Saturday, April 1, 2017

"Breakfast with Music," WNBT-TV, 1952, and a recording of "Fugue for Tinhorns"

From October through December of 1952, after her time on the television program Your Hit Parade, my mother sang on a weekday morning TV show, Breakfast with Music, which starred comedian Morey Amsterdam.  It was a local show, seen on New York City's NBC station, WNBT-TV (now WNBC). The show also starred musical director Milton DeLugg, who oversaw a small ensemble of musicians, on the program, including pianist Dick Hyman, and bassist Eddie Safranski.  The show was seen for an hour each morning, after the Today show, which had begun airing in January of that year, with host Dave Garroway.

Breakfast with Music was the last television show my mother was affiliated with, during her New York career.  In January of 1953, my parents left New York for the Boston area.

Left to right: Milton DeLugg, Sue Bennett, Morey Amsterdam, 1952
(Photo copyright: WNBT/WNBC-TV)


















After one of the Breakfast with Music telecasts, in 1952, my mother joined Milton DeLugg and the legendary composer and lyricist Frank Loesser, DeLugg's good friend (DeLugg and Loesser were also periodic songwriting partners) in a recording session; Loesser wanted to put on tape some demonstration recordings of his songs. Singer Stubby Kaye, who was starring on Broadway, at the time, in Guys and Dolls (the songs for which were written by Loesser; the play had had its debut in 1950) was also at the recording session.  
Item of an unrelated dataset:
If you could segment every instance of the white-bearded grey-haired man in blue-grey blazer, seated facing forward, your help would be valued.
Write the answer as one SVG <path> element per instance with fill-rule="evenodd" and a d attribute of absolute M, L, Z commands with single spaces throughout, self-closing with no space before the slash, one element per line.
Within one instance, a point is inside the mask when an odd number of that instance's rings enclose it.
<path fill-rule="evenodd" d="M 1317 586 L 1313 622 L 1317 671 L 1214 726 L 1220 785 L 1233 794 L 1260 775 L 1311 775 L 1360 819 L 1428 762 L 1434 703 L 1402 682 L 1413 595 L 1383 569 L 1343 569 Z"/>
One of the songs recorded that day featured Loesser, DeLugg and my mother singing "Fugue for Tinhorns," from Guys and Dolls. (Stubby Kaye--as "Nicely-Nicely Johnson"--was, famously, one of the singers of the song, in both the play, and, later, the film.)

Forty years after the recording session, a CD was released, titled An Evening with Frank Loesser (DRG Records).  It featured demo recordings, over the years, of Loesser singing his own songs--from Guys and Dolls, The Most Happy Fella (1956), and How To Succeed in Business Without Really Trying (1961). The CD included the recording of "Fugue for Tinhorns" that my mother was a part of in 1952.

Here is the recording, via YouTube. The first voice heard on the song is Frank Loesser's; he is joined, in turn, by my mother, and then Milton DeLugg. 


In addition, here is the well-known performance of the song in the 1955 Guys and Dolls film. Stubby Kaye sings first, followed by Johnny Silver (seen at the right), and then Danny Dayton (at the left).  (A note, by the way, about a particular moment in the video. As Johnny Silver is about to sing, at approximately :30, he flicks his cigarette out of camera view. It is, I think, a nicely-executed gesture.)


I don't know the exact date of the 1952 "Fugue for Tinhorns" demo recording. Milton DeLugg would have been 33 or 34 years old, when the recording was made; he died in 2015, at age 96.  Frank Loesser died in 1969, at age 59. At the time of the recording, in 1952, he was 42. 

Morey Amsterdam, who died in 1996, at age 87, was 43 or 44 when the above Breakfast with Music photograph (which appears in my book about early TV) was taken.

My mother was 24 at the time.  She died in May of 2001, at age 73, almost sixteen years ago. A little more than a week ago, had she still been alive, she would have turned 89.